Swim the entire set with your head up (say: 6x25m). Don’t turn your head to the side to breathe; that’s cheating! This is a great way to build strength in your neck and make you aware of how your lower body sinks when your head is raised. Performing this drill with clothes on makes for a grueling strength workout.

Most swimming lanes are two to three meters wide. This is just enough space to cram you and a pair of teammates side by side. Do six 25m swim fast, where you alternate which position each person starts in. The middle slot is the most fun and should be sought after.

Keep Sight of Your Coach

During your first few months of practice you may discover why coaches always pace along the pool deck. Usually it is to communicate with swimmers in other lanes, but sometimes it’s just to keep warm or for personal entertainment. Often they enter the pool for a moment to show a skill. Use this random movement to your advantage.

Pretend your coach is a big, orange inflated buoy. Practice sighting for your coach during a drill set. Lift your head forward, scan the horizon for the coach/buoy, turn your head to the side for a breath and then continue swimming. Do this no more than five times per lap (25 meters).

Breathing Technique

Normally, the face is in the water during front crawl. Breaths are taken through the mouth by turning the head to the side of a recovering arm at the beginning of the recovery, and breathing in the triangle between the upper arm, lower arm, and the waterline.

The swimmer's forward movement will cause a bow wave with a trough in the water surface near the ears. After turning the head, a breath can be taken in this trough without the need to move the mouth above the average water surface. The head is turned back at the end of the recovery and the face points down when the recovered hand enters the water. The swimmer breathes out under water through mouth and nose until the next breath. Breathing out through the nose avoids water entering the nose.

Some swimmers take a breath every cycle, with every second arm recovery, breathing always to the same side. Others alternate the sides. Since breathing slightly reduces the speed, most competition swimmers breathe every 1.5 cycles. Lifesavers sprinting the last few meters to a casualty may breathe even less.

Freestyle Breathing

Breathing is a key factor in swimming freestyle. To improve the breathing technique and make it as efficient and natural as possible, you can train in varying the rhythm of your breathing pattern during freestyle. During your regular training and your special drills session try to do breathing, every 3, 5 and 7 arm strokes.

For example, you do 500 m freestyle; do the first 50 breathing every 3 strokes, the second 50 every 5, and the third one every 7, and then go back to 5 and 3. Repeat until you finish. This kind of drill will teach your body to swim with less oxygen improving your aerobic conditioning, but also to keep your breathing technique clean even when you really need to breathe, like in a competition.

Bilateral Breathing

This is a useful skill for open water swimming as well as pool training. It simply means to be able to breathe on either side. When you swim in open water with waves you can breathe away from the waves. If you switch sides often you can keep an eye out for where you go and what happens around you.
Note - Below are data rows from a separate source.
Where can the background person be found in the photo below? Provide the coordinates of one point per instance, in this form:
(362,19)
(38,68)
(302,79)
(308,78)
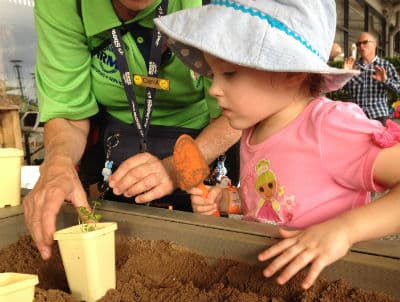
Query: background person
(296,169)
(82,50)
(370,89)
In open water many pool swimmers who are used to lines on the bottom, tend to go around in circles if they don't look out.

This skill is helpful for pool swimmers as they can adjust their breathing to their speed, instead of breathing every cycle or two, they can breathe in between or whenever they need to. Practise this until you get really good at it.

Hypoxic Breathing

The importance of lung capacity is often overlooked. Open water can seem much less intimidating if you can hold your breath for a long period of time or you are comfortable not taking in air every three strokes. Situations like cold-water shock, chop and splash, or a dunking are very common during an event.

Working on a hypoxic breathing-pattern set, or gradually increasing the number of strokes you take between breaths, is a great way to prepare for some of these situations. An example is a 5x100m set in which you breathe every three strokes the first lap, every five strokes on the second, every seven strokes on the third and every nine strokes (or not at all) on the last lap.